I resist the urge to pull the covers over my head and delay the start of what will surely be a heinous day, not only because of the looming final, not only because of the shitty weather, but also because I have new application launching at a tradeshow next week and I'm sure to be hounded all day with emails, conference calls, new lists and files to import. And I already know I will spend the day ignoring the dozen or so emails coming in demanding my attention on another job. A complex website developed dynamically in flash that is now being converted into three different languages by a company in San Francisco. Apparently the localization engineer cannot locate all of the text he/she needs to translate despite my detailed instructions. Nor can he/she figure out how to right-align some of the text for Arabic. I will being ignoring all such emails and phone calls because I simply don't have the time and the other job is more pressing, and I WILL be leaving work early to study for a couple more hours, eat dinner and not head into my seven p.m. final completely fried.

Throughout the day, I calmly listen to the nurse from the elementary school as she explains to me how my son fell off the bench at lunch and hit his head, but he's okay and back in class. Gee, I wonder how that could have happened? Could it possibly have been a stunt to garner attention or laughter from his peers, sort of like the prat falls he used to take at the mall or really appropriate events that call for two-year-old stunt men. You know, like wakes. I also take deep breaths as my Outlook spurts out its final miserable breath and crashes for the last time, corrupting my 2 gig .pst file. So long Outlook and my beloved address book. Luckily, I have another copy at home. I knew the damn thing was on its last leg, it's been getting more erratic and doing funky things like not completely shutting down and accepting mail while the program is supposedly closed and trying to force me to re-install MS Office. I should have known today would be the day.

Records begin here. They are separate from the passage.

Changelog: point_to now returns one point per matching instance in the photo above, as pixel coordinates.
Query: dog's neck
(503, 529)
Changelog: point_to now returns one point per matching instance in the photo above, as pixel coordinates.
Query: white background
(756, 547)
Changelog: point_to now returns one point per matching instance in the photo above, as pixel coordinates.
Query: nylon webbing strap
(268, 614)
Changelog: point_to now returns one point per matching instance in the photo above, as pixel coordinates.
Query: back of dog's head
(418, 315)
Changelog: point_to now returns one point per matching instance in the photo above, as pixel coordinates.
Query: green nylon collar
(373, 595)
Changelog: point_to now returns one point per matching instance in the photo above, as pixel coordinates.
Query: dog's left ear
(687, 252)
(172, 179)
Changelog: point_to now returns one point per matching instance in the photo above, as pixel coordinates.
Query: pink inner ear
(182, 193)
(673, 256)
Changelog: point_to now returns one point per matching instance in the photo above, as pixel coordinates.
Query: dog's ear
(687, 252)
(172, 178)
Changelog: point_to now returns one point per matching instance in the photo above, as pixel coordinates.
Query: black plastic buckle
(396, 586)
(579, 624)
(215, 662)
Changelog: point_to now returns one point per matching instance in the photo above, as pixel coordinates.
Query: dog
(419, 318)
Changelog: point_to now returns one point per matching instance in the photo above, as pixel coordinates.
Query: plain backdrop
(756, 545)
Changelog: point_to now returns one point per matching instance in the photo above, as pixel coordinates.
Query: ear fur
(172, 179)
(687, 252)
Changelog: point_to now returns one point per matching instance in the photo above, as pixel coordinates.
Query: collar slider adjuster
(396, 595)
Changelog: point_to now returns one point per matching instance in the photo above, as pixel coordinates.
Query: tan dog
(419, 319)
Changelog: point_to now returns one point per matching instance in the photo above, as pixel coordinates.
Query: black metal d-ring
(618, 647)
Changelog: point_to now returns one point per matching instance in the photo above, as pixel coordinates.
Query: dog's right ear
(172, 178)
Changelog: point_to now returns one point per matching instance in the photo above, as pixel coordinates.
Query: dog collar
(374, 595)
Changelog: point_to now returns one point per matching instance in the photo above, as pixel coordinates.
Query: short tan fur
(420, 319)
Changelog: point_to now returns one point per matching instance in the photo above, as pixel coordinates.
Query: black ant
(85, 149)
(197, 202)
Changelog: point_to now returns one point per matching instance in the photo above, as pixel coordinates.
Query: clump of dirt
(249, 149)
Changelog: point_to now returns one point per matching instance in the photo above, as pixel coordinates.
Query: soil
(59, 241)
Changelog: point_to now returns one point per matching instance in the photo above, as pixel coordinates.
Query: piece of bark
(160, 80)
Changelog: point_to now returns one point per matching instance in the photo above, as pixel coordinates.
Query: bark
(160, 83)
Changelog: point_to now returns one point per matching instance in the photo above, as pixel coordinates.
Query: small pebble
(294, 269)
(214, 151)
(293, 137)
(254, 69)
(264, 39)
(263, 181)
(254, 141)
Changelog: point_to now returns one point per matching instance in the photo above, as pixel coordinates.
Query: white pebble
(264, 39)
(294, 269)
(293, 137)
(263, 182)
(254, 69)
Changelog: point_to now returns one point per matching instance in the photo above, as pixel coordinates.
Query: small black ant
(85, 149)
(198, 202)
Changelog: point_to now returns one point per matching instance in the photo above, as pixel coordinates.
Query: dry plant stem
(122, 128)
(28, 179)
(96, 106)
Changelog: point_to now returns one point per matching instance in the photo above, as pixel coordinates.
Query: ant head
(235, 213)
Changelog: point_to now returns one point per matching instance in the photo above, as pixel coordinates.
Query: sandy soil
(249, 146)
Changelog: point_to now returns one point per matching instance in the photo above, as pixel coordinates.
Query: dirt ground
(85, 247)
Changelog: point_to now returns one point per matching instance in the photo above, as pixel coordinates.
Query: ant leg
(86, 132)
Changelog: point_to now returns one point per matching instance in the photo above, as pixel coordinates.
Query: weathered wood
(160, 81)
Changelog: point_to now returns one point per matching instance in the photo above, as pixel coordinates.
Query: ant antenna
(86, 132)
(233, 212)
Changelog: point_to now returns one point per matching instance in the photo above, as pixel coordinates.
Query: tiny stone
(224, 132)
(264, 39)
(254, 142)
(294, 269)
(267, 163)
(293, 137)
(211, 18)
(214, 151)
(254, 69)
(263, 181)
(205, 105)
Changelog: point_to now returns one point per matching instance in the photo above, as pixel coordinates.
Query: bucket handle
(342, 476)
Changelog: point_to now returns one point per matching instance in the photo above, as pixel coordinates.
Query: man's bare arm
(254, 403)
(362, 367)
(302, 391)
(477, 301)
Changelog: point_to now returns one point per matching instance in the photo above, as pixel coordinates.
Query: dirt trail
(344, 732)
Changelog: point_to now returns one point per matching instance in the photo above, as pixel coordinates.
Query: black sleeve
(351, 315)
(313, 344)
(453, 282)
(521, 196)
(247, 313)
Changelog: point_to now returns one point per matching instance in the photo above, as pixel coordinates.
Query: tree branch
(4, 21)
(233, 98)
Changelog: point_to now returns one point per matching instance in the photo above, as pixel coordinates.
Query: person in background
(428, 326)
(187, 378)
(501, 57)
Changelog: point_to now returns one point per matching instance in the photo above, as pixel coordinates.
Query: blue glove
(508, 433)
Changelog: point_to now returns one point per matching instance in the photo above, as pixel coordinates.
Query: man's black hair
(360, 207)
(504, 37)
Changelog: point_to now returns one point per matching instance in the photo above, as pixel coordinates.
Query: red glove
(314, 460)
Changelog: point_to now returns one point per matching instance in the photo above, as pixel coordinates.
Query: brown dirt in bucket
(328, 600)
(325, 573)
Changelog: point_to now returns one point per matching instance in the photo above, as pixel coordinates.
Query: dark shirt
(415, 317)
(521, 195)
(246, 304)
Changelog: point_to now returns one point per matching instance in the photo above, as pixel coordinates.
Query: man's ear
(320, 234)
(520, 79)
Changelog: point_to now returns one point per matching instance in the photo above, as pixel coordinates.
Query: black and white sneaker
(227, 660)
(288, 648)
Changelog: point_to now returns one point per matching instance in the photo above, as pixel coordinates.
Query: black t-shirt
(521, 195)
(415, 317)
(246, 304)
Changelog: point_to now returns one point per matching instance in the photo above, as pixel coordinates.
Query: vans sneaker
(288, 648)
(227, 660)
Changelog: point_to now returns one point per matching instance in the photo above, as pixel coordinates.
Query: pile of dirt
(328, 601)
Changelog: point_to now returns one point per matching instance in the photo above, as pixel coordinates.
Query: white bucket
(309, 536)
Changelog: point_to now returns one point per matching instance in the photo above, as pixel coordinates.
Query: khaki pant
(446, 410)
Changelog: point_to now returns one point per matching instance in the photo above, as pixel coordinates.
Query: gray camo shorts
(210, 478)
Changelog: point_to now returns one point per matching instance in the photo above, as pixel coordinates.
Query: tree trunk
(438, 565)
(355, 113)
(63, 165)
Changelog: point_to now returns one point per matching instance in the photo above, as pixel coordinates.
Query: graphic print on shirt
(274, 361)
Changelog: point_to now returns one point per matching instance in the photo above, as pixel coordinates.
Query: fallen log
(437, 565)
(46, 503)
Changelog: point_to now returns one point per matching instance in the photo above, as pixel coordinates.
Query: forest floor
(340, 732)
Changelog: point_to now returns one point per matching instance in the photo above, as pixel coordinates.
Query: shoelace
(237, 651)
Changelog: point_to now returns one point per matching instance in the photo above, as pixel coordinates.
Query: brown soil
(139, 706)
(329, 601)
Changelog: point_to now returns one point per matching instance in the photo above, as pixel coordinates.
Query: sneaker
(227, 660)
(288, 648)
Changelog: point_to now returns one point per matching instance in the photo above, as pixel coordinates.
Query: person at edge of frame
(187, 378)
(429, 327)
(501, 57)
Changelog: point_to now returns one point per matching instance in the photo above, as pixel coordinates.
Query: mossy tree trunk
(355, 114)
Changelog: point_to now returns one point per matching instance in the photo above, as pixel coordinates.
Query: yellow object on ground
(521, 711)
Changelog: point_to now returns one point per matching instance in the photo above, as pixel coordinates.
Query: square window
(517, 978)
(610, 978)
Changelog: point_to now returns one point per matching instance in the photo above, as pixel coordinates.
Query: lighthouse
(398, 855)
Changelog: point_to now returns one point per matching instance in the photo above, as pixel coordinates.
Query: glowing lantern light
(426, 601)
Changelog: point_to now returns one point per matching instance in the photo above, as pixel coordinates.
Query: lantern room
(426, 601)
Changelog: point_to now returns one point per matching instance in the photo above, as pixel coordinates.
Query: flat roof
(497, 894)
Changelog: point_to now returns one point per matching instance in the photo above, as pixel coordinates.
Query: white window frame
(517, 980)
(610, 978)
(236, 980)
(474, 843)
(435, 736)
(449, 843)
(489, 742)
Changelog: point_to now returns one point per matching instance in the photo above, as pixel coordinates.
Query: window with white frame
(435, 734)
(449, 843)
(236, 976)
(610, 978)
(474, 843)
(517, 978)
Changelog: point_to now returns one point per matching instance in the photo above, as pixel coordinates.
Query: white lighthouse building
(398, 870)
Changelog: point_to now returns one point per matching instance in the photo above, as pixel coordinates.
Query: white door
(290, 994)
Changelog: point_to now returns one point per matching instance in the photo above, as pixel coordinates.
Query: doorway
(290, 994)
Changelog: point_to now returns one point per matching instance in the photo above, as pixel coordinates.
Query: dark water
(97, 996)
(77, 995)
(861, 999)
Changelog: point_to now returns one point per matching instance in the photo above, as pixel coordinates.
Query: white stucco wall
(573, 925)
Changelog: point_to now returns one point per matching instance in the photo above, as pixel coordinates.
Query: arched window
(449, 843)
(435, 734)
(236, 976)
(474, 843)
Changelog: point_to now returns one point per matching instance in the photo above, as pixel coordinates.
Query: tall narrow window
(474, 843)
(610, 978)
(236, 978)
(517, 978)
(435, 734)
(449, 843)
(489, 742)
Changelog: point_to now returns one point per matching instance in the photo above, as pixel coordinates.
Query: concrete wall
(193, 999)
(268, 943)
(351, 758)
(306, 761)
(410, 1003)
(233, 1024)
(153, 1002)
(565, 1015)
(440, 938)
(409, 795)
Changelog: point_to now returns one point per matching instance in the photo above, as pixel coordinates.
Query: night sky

My boss offered to get me drunk as he watched me teeter on the obvious edge of sanity all day. Each phone call, email and request edging me just that much closer to the brink. But I bravely told him no, alcohol would not help me through this day. That I would be uber-productive, not freak out over the clients' 8 plus phone calls that day, and I would head to my final with a cool and prepared mind. I would do this if it killed me. Getting drunk was not an option.

And tomorrow would be a better day. It would. And this weekend would be a better weekend. Because my class would be over. Because my father-in-law had already cut off the tip of his thumb and my mother-in-law had hit a Fed-Ex truck on the way to meet him at the hospital.

And it was a better weekend. Except Friday night, when my sixteen-year-old niece had her appendix removed.

Everyone's doing well by the way. And I really hope I don't find another reason to buy flowers this week.